Autonomous driving has shifted towards end-to-end policy learning, where reliable, interpretable policy evaluation is a fundamental challenge as driving quality is highly context-dependent. Commonly used rule-based driving metrics like EPDMS are interpretable but lack context-awareness, while recent VLM-based evaluations are context-aware but limited by ambiguous VLM outputs and weak physical grounding. To address this, we introduce DriveJudge.
DriveJudge is a driving evaluation agent that combines rule-grounded evaluation with Vision-Language Model (VLM) reasoning and selectively invokes physically-grounded deterministic rule functions after interpreting the environmental context. To train and evaluate DriveJudge, we curate a large-scale dataset of 33,577 challenging driving samples with human annotations on whether the driving behavior is reasonable in the given scenario. This dataset allows us to tackle the underexplored problem of driving metric evaluation and introduces two human-aligned benchmark tasks: Driving Quality Classification and Trajectory Preference Selection.
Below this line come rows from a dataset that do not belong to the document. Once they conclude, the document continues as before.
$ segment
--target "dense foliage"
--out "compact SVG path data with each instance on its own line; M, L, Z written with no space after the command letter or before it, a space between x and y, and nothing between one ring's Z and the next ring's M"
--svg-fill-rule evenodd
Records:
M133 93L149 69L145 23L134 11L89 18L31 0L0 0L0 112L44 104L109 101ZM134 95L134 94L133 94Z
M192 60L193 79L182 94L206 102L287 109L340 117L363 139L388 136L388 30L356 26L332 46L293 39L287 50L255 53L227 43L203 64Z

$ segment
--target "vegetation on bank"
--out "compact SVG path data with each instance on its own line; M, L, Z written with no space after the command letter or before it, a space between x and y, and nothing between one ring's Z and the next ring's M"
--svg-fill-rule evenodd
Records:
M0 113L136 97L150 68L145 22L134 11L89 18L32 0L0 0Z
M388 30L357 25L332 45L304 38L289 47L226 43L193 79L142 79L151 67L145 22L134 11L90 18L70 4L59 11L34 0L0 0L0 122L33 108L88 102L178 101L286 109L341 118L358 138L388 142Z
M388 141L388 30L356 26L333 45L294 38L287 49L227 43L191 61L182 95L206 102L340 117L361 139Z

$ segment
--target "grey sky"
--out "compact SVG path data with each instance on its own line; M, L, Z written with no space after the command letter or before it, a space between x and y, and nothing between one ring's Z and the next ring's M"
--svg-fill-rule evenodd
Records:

DriveJudge outperforms EPDMS for driving quality classification by 21.23 AUC and the recent VLM-based DriveCritic for trajectory preference selection by 6.5%, setting a new standard for interpretable and precise driving evaluation.
Blogger's Review: The introduction of DriveJudge marks a significant advancement in autonomous driving evaluation methods. By integrating rule-based and semantic understanding approaches, it enhances both interpretability and accuracy, showing great potential for future applications in the autonomous driving field.